Так что минуты одиночества Хатидже султан за время этой дороги остро невзлюбила, предпочитая сбегать от неизбежного за мелкими делами, хватаясь буквально за каждую представившуюся возможность занять свой ум и свои руки лишь бы не дать мыслям вновь сплотиться вокруг хрупкого пузыря, внутри которого мать старшего из отпрысков шехзаде, безмятежно прожила все это время. Столица же, белокаменные стены гарема, выглядывавшие из зелени окружавших Топкапы парков, и острые шпили минаретов, усеивавшие склоны холмов вокруг Золотого рога, давили на Хатидже еще сильнее, будто насмехаясь над ее тщетными попытками оставить все как есть, не замечая очевидной перемены и попытки наивно верить в то что все уже позади в самом сердце империи, за власть над которой платили кровью.

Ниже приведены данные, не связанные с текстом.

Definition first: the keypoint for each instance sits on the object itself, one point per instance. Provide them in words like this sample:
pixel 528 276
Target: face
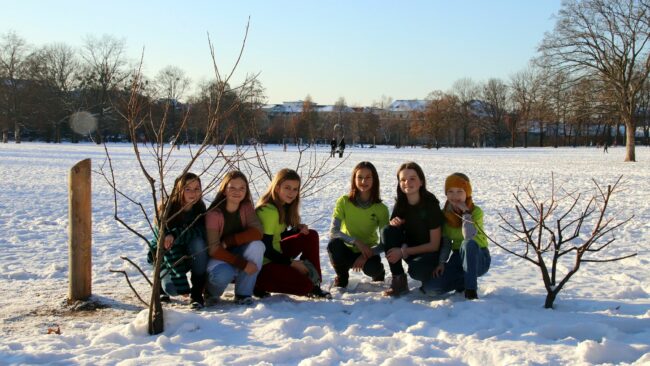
pixel 191 192
pixel 456 195
pixel 409 181
pixel 235 191
pixel 288 191
pixel 363 180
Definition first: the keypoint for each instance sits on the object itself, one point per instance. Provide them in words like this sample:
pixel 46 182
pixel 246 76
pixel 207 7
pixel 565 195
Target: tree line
pixel 588 85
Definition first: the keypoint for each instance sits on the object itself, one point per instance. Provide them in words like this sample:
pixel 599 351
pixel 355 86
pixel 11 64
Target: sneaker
pixel 471 294
pixel 379 278
pixel 398 286
pixel 243 300
pixel 260 294
pixel 340 281
pixel 318 293
pixel 195 305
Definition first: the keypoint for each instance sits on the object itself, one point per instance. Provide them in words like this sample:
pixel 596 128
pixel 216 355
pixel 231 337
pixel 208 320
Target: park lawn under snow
pixel 602 316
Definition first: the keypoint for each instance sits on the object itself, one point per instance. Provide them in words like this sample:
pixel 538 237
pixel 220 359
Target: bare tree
pixel 466 91
pixel 105 69
pixel 525 88
pixel 13 52
pixel 554 228
pixel 171 83
pixel 494 94
pixel 59 70
pixel 611 38
pixel 207 160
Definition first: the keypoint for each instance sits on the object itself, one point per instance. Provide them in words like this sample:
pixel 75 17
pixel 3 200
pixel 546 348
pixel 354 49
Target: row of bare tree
pixel 591 74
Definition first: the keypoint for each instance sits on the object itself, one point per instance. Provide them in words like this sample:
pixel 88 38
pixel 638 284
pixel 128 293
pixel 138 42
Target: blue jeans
pixel 220 273
pixel 197 250
pixel 462 270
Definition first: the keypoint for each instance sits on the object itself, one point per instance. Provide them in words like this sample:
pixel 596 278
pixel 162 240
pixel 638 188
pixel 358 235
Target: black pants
pixel 421 266
pixel 342 258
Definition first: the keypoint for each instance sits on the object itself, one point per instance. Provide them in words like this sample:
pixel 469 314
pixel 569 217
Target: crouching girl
pixel 184 238
pixel 463 229
pixel 283 270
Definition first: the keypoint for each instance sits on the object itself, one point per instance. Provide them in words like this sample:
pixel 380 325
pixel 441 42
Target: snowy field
pixel 602 315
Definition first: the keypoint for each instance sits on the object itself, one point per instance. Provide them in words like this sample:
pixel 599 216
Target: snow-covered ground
pixel 602 316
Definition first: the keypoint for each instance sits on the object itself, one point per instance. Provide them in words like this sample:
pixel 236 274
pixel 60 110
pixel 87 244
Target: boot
pixel 471 294
pixel 380 277
pixel 341 281
pixel 319 293
pixel 398 286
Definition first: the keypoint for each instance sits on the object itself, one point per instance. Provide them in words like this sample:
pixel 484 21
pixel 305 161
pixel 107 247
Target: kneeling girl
pixel 233 234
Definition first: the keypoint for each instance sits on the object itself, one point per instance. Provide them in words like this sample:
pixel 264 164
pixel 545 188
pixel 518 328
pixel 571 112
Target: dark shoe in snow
pixel 340 281
pixel 260 294
pixel 195 305
pixel 379 278
pixel 243 300
pixel 471 294
pixel 318 293
pixel 398 286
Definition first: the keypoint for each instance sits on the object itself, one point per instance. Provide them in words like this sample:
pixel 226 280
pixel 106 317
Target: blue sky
pixel 358 50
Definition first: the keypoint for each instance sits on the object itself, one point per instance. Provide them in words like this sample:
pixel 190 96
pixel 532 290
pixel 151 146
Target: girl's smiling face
pixel 288 191
pixel 191 192
pixel 235 191
pixel 363 180
pixel 409 182
pixel 456 196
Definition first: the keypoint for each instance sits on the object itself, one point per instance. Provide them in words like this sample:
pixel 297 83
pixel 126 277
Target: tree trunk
pixel 550 299
pixel 17 133
pixel 629 141
pixel 156 324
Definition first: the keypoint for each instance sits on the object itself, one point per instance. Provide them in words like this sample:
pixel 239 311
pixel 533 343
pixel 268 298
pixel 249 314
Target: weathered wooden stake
pixel 80 217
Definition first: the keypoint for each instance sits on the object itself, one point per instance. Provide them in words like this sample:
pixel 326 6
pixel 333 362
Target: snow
pixel 601 316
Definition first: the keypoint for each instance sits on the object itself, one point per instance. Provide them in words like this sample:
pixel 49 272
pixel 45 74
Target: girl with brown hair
pixel 285 238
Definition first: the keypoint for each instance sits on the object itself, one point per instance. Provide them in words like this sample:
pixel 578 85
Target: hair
pixel 458 180
pixel 219 201
pixel 374 190
pixel 176 199
pixel 401 202
pixel 289 214
pixel 462 175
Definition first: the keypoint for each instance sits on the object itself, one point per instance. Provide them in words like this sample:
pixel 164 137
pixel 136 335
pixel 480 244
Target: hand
pixel 358 264
pixel 303 229
pixel 439 270
pixel 365 250
pixel 394 255
pixel 396 221
pixel 168 242
pixel 300 266
pixel 250 268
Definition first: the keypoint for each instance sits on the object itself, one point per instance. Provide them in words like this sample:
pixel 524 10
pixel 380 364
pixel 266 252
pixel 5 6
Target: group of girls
pixel 262 250
pixel 268 249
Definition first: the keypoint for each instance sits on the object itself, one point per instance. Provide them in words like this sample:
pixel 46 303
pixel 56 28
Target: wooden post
pixel 80 218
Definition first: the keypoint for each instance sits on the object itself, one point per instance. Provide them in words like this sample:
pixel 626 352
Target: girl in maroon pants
pixel 291 259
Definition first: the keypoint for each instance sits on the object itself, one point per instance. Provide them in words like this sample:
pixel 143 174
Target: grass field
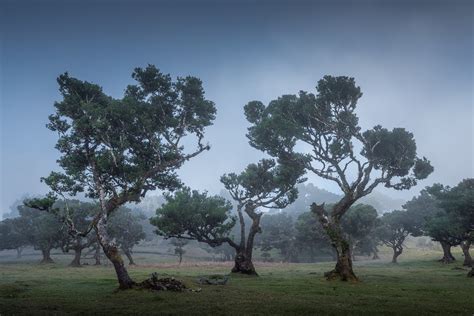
pixel 421 286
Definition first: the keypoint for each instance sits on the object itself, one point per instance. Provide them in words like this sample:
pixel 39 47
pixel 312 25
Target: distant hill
pixel 309 193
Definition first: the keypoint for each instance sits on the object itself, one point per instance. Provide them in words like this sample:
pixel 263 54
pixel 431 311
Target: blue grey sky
pixel 412 59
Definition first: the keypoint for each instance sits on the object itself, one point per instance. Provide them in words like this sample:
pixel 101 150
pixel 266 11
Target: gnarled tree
pixel 324 129
pixel 394 228
pixel 116 150
pixel 207 219
pixel 126 229
pixel 263 185
pixel 458 202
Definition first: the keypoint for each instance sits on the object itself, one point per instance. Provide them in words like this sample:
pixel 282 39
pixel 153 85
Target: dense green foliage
pixel 323 131
pixel 193 215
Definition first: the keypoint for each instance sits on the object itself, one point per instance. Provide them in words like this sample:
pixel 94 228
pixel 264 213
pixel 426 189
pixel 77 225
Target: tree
pixel 327 126
pixel 311 238
pixel 179 244
pixel 125 227
pixel 42 230
pixel 278 232
pixel 433 221
pixel 117 150
pixel 81 215
pixel 263 185
pixel 193 215
pixel 458 202
pixel 394 228
pixel 11 236
pixel 359 221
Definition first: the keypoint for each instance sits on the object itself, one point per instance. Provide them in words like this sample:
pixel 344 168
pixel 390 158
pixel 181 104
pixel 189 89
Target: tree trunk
pixel 343 270
pixel 376 254
pixel 396 252
pixel 243 259
pixel 465 246
pixel 76 262
pixel 19 250
pixel 243 264
pixel 97 255
pixel 128 253
pixel 111 251
pixel 447 256
pixel 46 256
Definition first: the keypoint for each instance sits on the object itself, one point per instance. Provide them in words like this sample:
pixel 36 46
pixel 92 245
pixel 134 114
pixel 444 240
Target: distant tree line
pixel 116 150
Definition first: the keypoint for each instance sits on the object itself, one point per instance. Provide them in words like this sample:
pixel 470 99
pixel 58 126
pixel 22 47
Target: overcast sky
pixel 413 61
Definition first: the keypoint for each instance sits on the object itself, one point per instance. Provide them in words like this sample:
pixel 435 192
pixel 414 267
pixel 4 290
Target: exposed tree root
pixel 163 284
pixel 343 276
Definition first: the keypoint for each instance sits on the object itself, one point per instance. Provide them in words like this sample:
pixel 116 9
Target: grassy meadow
pixel 418 285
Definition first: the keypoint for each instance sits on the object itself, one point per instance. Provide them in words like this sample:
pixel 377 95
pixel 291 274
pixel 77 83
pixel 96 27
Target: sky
pixel 412 59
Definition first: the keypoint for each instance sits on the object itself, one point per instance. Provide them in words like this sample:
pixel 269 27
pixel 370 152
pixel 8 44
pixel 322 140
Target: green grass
pixel 418 287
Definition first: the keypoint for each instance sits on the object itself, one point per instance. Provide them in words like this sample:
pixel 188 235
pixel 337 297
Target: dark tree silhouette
pixel 325 127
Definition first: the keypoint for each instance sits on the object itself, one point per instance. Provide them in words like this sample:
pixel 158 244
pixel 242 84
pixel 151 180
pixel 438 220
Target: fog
pixel 412 60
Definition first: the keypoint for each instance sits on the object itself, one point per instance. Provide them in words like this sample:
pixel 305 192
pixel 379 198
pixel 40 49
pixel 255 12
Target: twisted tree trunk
pixel 111 251
pixel 76 262
pixel 46 252
pixel 465 246
pixel 243 263
pixel 343 270
pixel 397 251
pixel 447 255
pixel 19 250
pixel 243 258
pixel 97 255
pixel 128 253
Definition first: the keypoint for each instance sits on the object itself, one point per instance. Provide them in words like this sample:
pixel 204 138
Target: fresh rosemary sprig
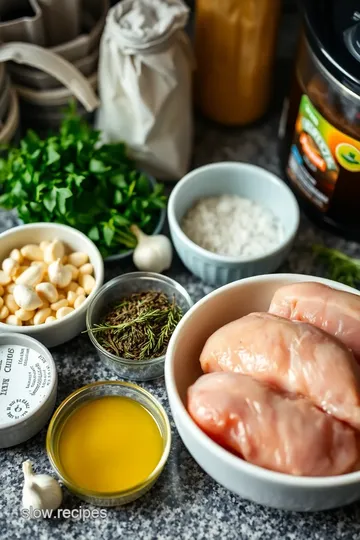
pixel 139 327
pixel 338 266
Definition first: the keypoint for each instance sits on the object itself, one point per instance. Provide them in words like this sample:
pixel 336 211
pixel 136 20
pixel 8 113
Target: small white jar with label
pixel 28 386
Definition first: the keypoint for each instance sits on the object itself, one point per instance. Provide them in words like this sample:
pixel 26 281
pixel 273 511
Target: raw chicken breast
pixel 336 312
pixel 271 429
pixel 294 356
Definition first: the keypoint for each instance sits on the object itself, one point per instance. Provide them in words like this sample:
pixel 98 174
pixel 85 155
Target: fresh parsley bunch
pixel 72 178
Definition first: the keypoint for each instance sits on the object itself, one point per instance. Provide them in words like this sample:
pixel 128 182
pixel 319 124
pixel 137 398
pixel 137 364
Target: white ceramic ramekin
pixel 247 181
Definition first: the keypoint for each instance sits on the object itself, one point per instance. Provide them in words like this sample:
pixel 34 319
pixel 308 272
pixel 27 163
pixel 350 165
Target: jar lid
pixel 333 32
pixel 28 385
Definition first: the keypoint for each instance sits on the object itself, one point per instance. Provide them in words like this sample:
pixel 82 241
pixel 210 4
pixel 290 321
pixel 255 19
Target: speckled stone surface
pixel 185 503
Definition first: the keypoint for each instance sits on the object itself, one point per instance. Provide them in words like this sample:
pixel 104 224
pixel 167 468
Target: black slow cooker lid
pixel 333 32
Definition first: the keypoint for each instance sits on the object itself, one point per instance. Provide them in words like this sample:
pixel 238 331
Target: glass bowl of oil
pixel 114 292
pixel 108 442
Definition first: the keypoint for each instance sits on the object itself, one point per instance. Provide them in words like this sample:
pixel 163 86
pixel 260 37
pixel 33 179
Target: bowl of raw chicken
pixel 263 381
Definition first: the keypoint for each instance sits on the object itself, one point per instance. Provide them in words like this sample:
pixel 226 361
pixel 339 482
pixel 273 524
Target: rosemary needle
pixel 139 327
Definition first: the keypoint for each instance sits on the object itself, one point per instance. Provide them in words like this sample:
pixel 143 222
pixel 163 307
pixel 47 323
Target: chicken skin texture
pixel 294 357
pixel 271 429
pixel 336 312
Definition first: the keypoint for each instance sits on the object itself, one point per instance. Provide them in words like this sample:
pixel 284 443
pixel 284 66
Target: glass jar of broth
pixel 320 128
pixel 235 48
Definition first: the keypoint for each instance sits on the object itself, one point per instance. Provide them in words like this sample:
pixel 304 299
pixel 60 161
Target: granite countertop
pixel 185 503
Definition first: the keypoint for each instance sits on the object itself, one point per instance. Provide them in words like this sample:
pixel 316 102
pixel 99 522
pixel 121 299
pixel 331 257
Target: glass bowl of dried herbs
pixel 130 322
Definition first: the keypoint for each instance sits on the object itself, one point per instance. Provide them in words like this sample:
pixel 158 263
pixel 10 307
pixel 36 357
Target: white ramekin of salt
pixel 28 386
pixel 232 220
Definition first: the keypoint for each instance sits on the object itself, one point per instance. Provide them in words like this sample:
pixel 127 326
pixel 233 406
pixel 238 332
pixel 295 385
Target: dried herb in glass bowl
pixel 139 327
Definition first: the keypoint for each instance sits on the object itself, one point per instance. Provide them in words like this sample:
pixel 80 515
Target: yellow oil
pixel 110 444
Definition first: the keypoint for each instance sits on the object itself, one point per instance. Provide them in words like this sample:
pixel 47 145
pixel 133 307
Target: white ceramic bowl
pixel 232 178
pixel 65 329
pixel 182 368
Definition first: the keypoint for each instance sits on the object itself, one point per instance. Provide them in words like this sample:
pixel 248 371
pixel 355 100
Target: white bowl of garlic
pixel 49 272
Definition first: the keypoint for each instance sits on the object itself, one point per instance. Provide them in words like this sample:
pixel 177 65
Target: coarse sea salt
pixel 233 226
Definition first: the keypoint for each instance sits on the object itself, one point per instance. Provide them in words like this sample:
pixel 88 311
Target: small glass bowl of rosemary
pixel 131 320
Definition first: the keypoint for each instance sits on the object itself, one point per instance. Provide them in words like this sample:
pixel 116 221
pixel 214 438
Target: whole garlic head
pixel 152 253
pixel 40 491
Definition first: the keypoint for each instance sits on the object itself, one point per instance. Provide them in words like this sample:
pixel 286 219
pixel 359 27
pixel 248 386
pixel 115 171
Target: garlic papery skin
pixel 152 253
pixel 40 491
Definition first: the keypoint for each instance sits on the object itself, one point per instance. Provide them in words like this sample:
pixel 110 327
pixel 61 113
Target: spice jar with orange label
pixel 235 48
pixel 320 127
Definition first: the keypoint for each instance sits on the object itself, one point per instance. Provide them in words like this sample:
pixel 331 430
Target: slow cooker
pixel 320 127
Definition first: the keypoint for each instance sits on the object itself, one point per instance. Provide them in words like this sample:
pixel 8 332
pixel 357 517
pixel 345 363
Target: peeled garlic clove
pixel 79 300
pixel 62 312
pixel 48 291
pixel 14 320
pixel 86 269
pixel 59 275
pixel 10 266
pixel 59 304
pixel 31 276
pixel 41 315
pixel 4 312
pixel 16 256
pixel 5 279
pixel 40 491
pixel 10 303
pixel 152 253
pixel 54 251
pixel 71 297
pixel 24 315
pixel 87 282
pixel 73 286
pixel 26 297
pixel 78 258
pixel 32 252
pixel 10 288
pixel 74 271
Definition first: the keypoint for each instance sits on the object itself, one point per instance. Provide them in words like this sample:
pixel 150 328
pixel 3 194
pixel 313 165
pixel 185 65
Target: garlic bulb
pixel 152 253
pixel 40 491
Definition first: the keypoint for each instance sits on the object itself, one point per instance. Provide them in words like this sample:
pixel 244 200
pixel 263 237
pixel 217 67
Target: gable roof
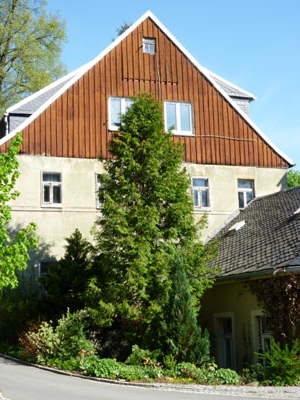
pixel 23 113
pixel 262 239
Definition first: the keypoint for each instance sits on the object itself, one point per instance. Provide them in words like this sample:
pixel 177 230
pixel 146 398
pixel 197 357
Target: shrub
pixel 282 363
pixel 131 373
pixel 42 342
pixel 143 357
pixel 225 376
pixel 72 337
pixel 254 373
pixel 186 370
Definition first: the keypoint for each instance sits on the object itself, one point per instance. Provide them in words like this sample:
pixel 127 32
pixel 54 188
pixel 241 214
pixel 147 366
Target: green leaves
pixel 147 216
pixel 13 248
pixel 30 46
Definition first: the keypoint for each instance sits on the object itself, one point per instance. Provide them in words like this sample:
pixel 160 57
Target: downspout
pixel 6 119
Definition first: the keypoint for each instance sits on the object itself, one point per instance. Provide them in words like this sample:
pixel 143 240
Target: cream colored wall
pixel 236 300
pixel 224 191
pixel 79 204
pixel 78 200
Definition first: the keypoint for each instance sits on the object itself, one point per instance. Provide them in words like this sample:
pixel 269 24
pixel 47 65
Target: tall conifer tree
pixel 147 217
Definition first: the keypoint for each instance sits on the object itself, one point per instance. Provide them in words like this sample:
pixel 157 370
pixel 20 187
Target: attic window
pixel 149 45
pixel 297 212
pixel 237 226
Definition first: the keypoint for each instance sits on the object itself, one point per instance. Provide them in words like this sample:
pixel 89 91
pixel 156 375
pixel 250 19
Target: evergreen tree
pixel 66 283
pixel 147 217
pixel 179 333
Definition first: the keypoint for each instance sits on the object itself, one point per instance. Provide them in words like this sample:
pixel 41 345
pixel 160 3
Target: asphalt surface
pixel 19 381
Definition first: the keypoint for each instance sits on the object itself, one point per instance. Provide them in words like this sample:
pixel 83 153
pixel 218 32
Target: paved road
pixel 22 382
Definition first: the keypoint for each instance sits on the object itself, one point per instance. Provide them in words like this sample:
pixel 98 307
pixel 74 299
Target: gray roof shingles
pixel 270 238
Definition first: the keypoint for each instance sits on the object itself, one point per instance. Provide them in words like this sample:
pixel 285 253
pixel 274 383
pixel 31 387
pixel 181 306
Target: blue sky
pixel 253 44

Вот и сегодня мать Джихангира лихорадочно бралась то за одно дело, то за другое; то посетила молитву в общем зале, то провела более часа на кухне, измываясь над несчастным поваром, что отвечал за супы, относительно предпочтений своего сына и маленькой дочери, которая плохо перенесла дорогу и маялась несварением. Сменила наряды уже три раза прежде чем заставить служанок извлечь со дна сундуков какие-то давно залежавшиеся кушаки чтобы при первом же шуме, доносившемся из соседних с ее комнатами покоев вновь отвлечься и потребовать от Газале объяснений.
- В соседние комнаты требует врач, - кратко объяснила служанка, неуверенно переминаясь с ноги на ногу и тем самым еще больше раздражая свою госпожу.
- Кто же такой неуклюжий у нас в соседях? – не унимаясь и не находя себе места поинтересовалась Хатидже, развязывая кушак и небрежно сбрасывая тот на диванные подушки.
Газале помедлила немного, явно оценивая возможный эффект ее слов и, наконец собравшись с силами при упоминании Всевышнего, кратко сообщила:
- Ее никто не знает, но я слышала .. слышала что она из Амасьи.
Лишь одна женщина могла прибыть в гарем из Амасьи и Хатидже ощутила как холодок пробежал по спине.
Женщина Хасана? За стеной?
Аллах, за что ей такие испытания?
- Разве? – и гречанка повела тонкой бровью, моментально теряя всякий интерес к тому, чем занималась еще несколько мгновений назад.
Хафисе с мечом на перевес, Абйбиге, яростно защищавшая их с детьми жизни, нерожденная еще тогда Хафса в чреве матери и брызги крови на лице ее шехзаде когда их, забившихся в подземном коридоре дворца, обнаружили наконец и спасли от бунтовщиков.
И вновь судьба фаворитки старшего близнеца переплеталась с женщинами младшего. И всякий раз они приносили либо дурное, либо .. еще хуже..
- Позволите? – Газале маячит за спиной своей госпожи, не смея поднять глаза и тем самым рассмотреть происходящее в комнате, в то время как Хатидже султан, облаченная в простой кафтан поверх платья, сдержанно замирает на пороге соседних покоев и словно хищная птица быстро находит взглядом единственное незнакомое женское лицо посреди роскошно обставленной гостиной.
- Мне кажется у вас что-то произошло и это «что-то» может разбудить мою дочь. Может позволите узнать что у вас стряслось?